Reviewing Your Opportunities to Generate Savings

Published on Saturday, 28 December 2013 11:35:01    Written by Marc
If you manage a number of leases for your company, you are probably under the same level of stress for finding savings as any other department or business unit these days. It seems that the more difficult it is for companies to increase revenues, the more pressure they tend to put on some of their departments to find ways to reduce costs. In addition, since cost of real estate is a significant one, it is no wonder companies are taking a hard look at their real estate needs.

Generate SavingWhenever a year ended, I always tried to take some time to go over the leases we had to see if there were any upcoming potential for some savings. Depending on the number of leases, it can take a few days but at times, you can find interesting savings simply by going over your portfolio of leases and brainstorming a little. Items potentially to look for:

  • Do you have options to terminate in some of your leases? If so, you could use them to consolidate some of your operations into another site. If this is not possible, perhaps you could consider informing your property owner that you are shopping around for a new site in order to reduce your lease costs. Some property owners will prefer to give you some kind of rent reduction in order to keep you at their site, so providing you with a lower rent in exchange for your option to cancel your lease. I have used this often-in previous leases and it is a reason why I always try to add an option to terminate a lease even when I do not think we will ever need it.
  • Do you have leases coming up in the coming months? This is probably the first thing to look for. Although you need to do this on a regular basis, sometimes it is good to take some specific time at the end of the year to see what is going to happen during the next year and plan some of your more important moves. In a previous blog, I wrote about the importance of planning your office moves well in advance, “ 10 Things to Remember When Moving an Office Space,” if you can take time at year end to have a global overview of things to come next year, it will help you plan things and possibly have you come up with some ideas for generating savings.

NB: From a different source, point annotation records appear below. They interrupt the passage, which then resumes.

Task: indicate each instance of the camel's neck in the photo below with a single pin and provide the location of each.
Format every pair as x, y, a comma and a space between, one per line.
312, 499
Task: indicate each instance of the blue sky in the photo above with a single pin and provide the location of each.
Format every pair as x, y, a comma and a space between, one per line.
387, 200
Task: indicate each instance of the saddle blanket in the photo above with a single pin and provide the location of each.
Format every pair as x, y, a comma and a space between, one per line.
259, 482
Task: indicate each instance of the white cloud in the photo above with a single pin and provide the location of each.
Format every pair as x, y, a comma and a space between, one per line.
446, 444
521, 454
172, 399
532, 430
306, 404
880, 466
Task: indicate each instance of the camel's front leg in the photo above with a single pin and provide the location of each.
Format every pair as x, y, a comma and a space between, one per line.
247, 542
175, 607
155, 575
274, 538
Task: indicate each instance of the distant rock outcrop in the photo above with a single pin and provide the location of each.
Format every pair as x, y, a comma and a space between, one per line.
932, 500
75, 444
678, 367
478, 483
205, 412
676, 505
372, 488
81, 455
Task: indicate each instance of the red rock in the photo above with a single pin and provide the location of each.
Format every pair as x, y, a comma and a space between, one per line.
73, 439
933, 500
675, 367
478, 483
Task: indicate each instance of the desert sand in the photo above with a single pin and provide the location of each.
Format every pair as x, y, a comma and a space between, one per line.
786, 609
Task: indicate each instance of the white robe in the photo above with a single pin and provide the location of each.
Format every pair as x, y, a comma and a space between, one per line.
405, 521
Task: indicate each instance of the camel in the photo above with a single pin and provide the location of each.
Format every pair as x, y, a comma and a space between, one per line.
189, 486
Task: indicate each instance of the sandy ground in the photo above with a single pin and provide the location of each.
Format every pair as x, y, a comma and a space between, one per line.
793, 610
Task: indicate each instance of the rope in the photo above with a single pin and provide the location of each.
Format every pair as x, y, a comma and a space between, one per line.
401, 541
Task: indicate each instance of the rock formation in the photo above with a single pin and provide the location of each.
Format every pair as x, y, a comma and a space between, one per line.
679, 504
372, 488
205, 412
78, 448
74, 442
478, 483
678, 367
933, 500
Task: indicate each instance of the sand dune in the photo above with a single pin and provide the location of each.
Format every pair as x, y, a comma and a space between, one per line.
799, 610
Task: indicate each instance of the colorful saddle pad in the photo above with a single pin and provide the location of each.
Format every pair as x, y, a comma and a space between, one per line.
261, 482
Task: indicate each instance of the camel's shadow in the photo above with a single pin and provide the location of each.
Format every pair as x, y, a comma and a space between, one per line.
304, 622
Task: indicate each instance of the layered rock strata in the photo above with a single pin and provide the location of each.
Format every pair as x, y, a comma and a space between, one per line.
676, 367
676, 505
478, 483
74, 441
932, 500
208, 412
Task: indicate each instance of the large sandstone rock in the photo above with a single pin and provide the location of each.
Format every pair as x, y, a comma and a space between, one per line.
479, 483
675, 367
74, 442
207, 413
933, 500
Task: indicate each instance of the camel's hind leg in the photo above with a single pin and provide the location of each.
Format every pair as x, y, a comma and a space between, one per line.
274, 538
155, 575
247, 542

    For example, if you have two leases that are coming up next year and know that both operations are similar in nature and geographically close to each other, you might want to propose a merger of sites at one point during next year. You might consider doing this even if for this you need to extend one of the two leases for a few months or have one of the two groups of employees moving into a new site earlier than the other group. The idea is that you can often generate some savings by grouping two or more spaces together because you can eliminate redundant spaces such as lobbies and other common spaces, which are not always fully occupied. Whenever I noticed that I we could potentially merge two or more sites together, I would do a simple study to outline the main elements of the idea and provide a rough estimate for real estate savings and then discuss the idea with the people in charge of the departments or business units. This process triggered many projects over the years because as people search more and more for savings, they tend to become more flexible and open to new ideas, especially if you can show them that your ideas helps to save money.
  • Do you have options to take more space in your leases? If so, and if the cost of the spaces in those leases happens to be lower than other leases, especially other spaces where the lease is coming up soon, this might be another way to consolidate some of your sites and generate savings.
  • Do you need to plan for leasing additional space because your activities growing? Perhaps you could have a look at some of your sites, which are not fully occupied. In some cases, the sites, which are not fully occupied, can act as a buffer to host more people for a few months, even from another business unit or division, in order to give you some extra time to plan for a new site or to find a larger site that could host everyone. Doing this could help you avoid leasing a site in a hurry simply to accommodate your immediate growing needs.
  • Did you do a lease audit on all of your major leases during the year? If not, you take the time at year end to plan for doing lease audits on the major (and maybe even some smaller ones) leases you skipped this year.
  • Do you own buildings? If the answer is yes, you know that looking at the amount of municipal tax you pay is an ongoing ritual. But you should take some time at year end to look at each of your properties and see if you think there are some which could be evaluated higher than what they should be. It might be that the building is getting old and its municipal evaluation should be reduced. It might be that over the years the city increased its value faster than the average local market. In any event, if you think that you have a chance at seeking a municipal evaluation reduction, you could start preparing yourself for this. Getting the city to re-evaluate your building (to a lower evaluation of course) will generate savings by reducing your municipal tax bill. In addition, the beauty is that the savings are immediate (once the city approves the lower evaluation) with little or no work to do afterwards. If you plan to do the evaluation contestation yourself, start gathering the data you will need and the types of negotiations that you need to be prepared for. As cities are always reluctant to reduce your evaluation, so you will need to come armed with strong data. If you plan to outsource this service, you should provide your consultants with sufficient time to do his/her homework for you before going to battle with the city.

With some brainstorming, you will find that there are many ways to generate savings from real estate. While some ideas will simply not be possible to implement, others, with some planning, could generate interesting savings. This is why taking some time to look at your leases at year-end and plan for what is coming up next year is always good to do.